Write it in one shot, don't even do spellcheck. Not only would I be doing e-publication, I'd be doing culture of appropriation. Hitting up all my taboos.

Of course, I chickened out. The last thing I want to do is make myself less interesting to the Big Six publishers, and self-publishing willfully incompetent trash seemed a little off.

Then Neil started bugging me. You know Neil Vogler? Writer and musician? An internet pal of mine. Neil had a brilliant plan, which also involved writer P.T. Dilloway. Neil's brilliant plan was appealing to me because it was a perfect example of my leading principle. He found a major event, and figured out how to do the opposite of the approved behavior in order to get attention. (Every day is backwards day.) Neil's brilliant plan involved me doing some writing, and I said no.

A few times.

Neil is both persuasive and tenacious, and if you're willing to work at it, you can pretty much get me to do anything. And one of the reasons I have friends is because they get me into trouble. So I agreed to a semi-commitment. I'd do some, but not all. Just a taste.

Wafer-thin. Just messing around, no big deal, just keeping myself busy between drafts. Nothing to see here.

So I started thinking about what I could do, and I started to get a few ideas percolating, and then Neil went and sold the damned project to an e-publisher. December House, as it happens. And December House had a...

Let me put it this way. December House is not an amateur-night outfit. They are serious. They have real-world experience and tradition-busting approaches. They value the writer. I'll go further. This is the first contract I ever read that felt author-friendly. I might not like the ocean, but this is a hell of a boat. Getting in early with an ambitious crew is not a bad thing at all.

That kind of killed my casual, throwaway attitude. It is now incumbent on me to write a full sequence rather than the half-portion to which I had committed, and to write it well enough to bring credit to my name.

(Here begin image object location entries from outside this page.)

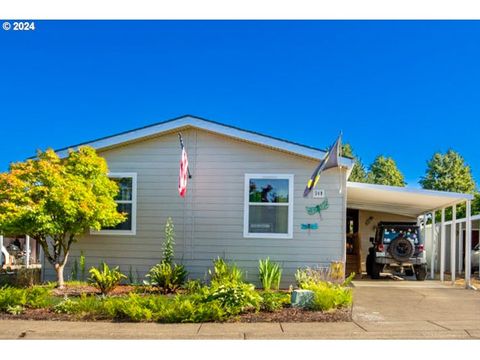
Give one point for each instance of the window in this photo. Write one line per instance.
(126, 200)
(268, 209)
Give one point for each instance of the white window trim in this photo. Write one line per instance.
(133, 231)
(246, 209)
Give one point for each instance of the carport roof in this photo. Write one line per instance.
(400, 200)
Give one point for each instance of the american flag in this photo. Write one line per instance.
(183, 175)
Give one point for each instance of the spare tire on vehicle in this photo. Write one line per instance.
(401, 249)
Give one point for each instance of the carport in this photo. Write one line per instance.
(419, 204)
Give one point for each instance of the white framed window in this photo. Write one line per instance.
(268, 206)
(126, 200)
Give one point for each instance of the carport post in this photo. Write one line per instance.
(432, 256)
(453, 243)
(27, 247)
(468, 245)
(442, 246)
(460, 247)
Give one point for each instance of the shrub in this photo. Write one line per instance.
(234, 297)
(66, 306)
(270, 274)
(168, 278)
(224, 273)
(34, 297)
(105, 278)
(15, 310)
(38, 297)
(193, 286)
(167, 275)
(328, 296)
(334, 273)
(274, 301)
(10, 296)
(133, 308)
(169, 242)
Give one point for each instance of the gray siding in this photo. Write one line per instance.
(209, 221)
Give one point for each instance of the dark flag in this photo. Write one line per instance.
(330, 160)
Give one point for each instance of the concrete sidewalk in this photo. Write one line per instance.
(379, 312)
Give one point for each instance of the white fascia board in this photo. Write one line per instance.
(397, 189)
(212, 127)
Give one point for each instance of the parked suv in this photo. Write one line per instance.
(397, 245)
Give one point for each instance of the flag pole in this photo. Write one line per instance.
(182, 146)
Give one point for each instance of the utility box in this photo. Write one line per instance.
(302, 299)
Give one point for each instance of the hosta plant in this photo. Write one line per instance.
(104, 278)
(270, 274)
(167, 277)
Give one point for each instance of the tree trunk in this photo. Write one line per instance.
(59, 270)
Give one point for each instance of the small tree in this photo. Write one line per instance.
(56, 200)
(359, 174)
(384, 171)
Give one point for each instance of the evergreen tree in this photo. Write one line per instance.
(448, 172)
(359, 174)
(384, 171)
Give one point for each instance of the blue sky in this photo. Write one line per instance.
(405, 89)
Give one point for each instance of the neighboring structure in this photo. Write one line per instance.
(244, 202)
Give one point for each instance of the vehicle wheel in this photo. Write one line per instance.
(409, 272)
(421, 272)
(401, 249)
(369, 264)
(376, 270)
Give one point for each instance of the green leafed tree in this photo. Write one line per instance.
(384, 171)
(359, 173)
(449, 172)
(56, 200)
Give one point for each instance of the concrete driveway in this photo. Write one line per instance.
(412, 309)
(382, 310)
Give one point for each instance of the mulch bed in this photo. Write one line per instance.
(296, 315)
(77, 290)
(284, 315)
(37, 314)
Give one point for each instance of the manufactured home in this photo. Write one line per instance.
(244, 202)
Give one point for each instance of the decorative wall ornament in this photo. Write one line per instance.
(309, 226)
(312, 210)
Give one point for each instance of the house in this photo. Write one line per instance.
(244, 202)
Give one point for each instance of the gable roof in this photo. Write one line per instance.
(187, 121)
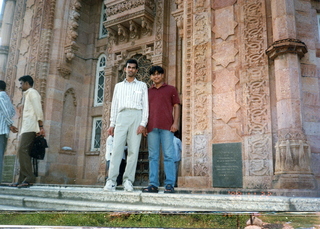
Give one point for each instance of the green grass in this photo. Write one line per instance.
(127, 219)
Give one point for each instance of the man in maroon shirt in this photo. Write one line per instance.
(164, 111)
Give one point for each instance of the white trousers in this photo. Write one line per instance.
(125, 131)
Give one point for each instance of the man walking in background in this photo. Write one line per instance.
(6, 113)
(129, 116)
(32, 125)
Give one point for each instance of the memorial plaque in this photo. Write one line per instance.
(8, 168)
(227, 165)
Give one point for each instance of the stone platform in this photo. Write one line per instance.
(93, 198)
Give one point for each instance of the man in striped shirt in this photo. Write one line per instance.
(128, 119)
(6, 113)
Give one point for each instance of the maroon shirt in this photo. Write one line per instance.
(161, 102)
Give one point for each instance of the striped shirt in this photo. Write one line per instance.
(6, 113)
(130, 95)
(32, 111)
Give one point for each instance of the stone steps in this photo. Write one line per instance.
(92, 198)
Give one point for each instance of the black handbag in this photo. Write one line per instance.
(38, 150)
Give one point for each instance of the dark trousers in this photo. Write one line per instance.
(26, 173)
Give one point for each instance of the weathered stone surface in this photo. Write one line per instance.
(214, 52)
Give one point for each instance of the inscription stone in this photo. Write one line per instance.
(227, 165)
(8, 168)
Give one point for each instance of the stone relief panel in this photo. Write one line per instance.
(68, 124)
(293, 153)
(256, 95)
(225, 53)
(224, 87)
(225, 105)
(74, 15)
(14, 42)
(224, 23)
(201, 87)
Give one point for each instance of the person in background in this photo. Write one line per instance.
(164, 107)
(6, 113)
(32, 126)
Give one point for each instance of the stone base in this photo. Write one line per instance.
(294, 181)
(194, 182)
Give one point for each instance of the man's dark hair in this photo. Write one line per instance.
(155, 69)
(132, 61)
(27, 78)
(2, 85)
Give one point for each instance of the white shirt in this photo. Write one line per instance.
(130, 95)
(32, 111)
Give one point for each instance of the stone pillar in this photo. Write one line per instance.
(292, 159)
(194, 23)
(6, 34)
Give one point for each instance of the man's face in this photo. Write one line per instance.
(157, 77)
(131, 70)
(24, 85)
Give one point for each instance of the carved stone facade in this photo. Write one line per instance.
(247, 72)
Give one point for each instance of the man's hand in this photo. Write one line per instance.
(110, 131)
(14, 129)
(42, 132)
(174, 127)
(145, 132)
(141, 130)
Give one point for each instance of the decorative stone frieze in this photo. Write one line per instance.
(178, 16)
(64, 71)
(129, 19)
(284, 46)
(4, 50)
(258, 158)
(71, 46)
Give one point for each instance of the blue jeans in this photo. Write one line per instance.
(165, 137)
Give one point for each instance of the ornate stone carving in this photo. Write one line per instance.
(224, 23)
(256, 94)
(71, 92)
(178, 16)
(124, 6)
(224, 84)
(187, 80)
(200, 156)
(13, 57)
(284, 46)
(133, 30)
(131, 19)
(158, 43)
(71, 46)
(292, 157)
(146, 26)
(225, 53)
(123, 33)
(64, 71)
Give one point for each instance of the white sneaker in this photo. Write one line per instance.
(128, 186)
(110, 186)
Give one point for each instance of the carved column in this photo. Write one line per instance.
(292, 159)
(159, 44)
(6, 34)
(197, 92)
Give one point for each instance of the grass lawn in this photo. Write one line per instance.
(160, 220)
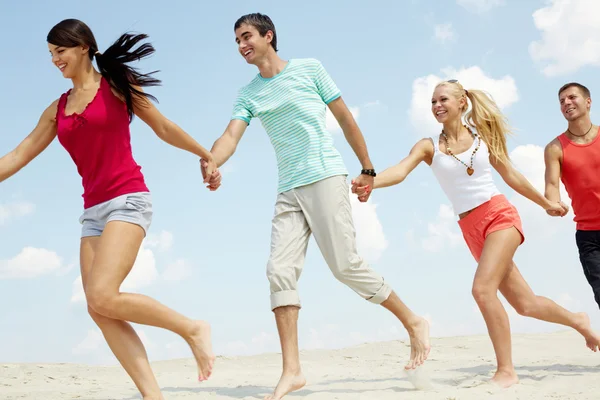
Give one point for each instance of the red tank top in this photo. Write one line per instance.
(98, 141)
(580, 166)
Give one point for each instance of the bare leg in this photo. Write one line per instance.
(292, 378)
(494, 265)
(115, 254)
(518, 293)
(120, 336)
(417, 327)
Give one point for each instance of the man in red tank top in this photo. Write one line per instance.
(574, 158)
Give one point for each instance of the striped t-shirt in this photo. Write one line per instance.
(292, 107)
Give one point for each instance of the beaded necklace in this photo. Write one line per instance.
(470, 169)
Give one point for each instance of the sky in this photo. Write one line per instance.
(206, 253)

I, being who I am, figured this meant that I was endangering my relationship with the mainstream publishing world, that it might not be good for my reputation, that...

I've got a publisher! This is a career disaster!

(Every day is backwards day.)

Then I remembered my dreams for A Princess of Yuggoth,  And my curiosity about the e-market, which despite my preferences has been the dominant force in my writing career thus far. And all of a sudden, my situation stopped screaming faux pas and started murmuring, 'plausible deniability.'

I have no idea where this is going. But the fun has already justified the work. I love that I signed the contract before I even came up with the ideas for most of the stories. It totally pressed my 'Pro from Dover' buttons.

I will provide further details when the security clearance comes through.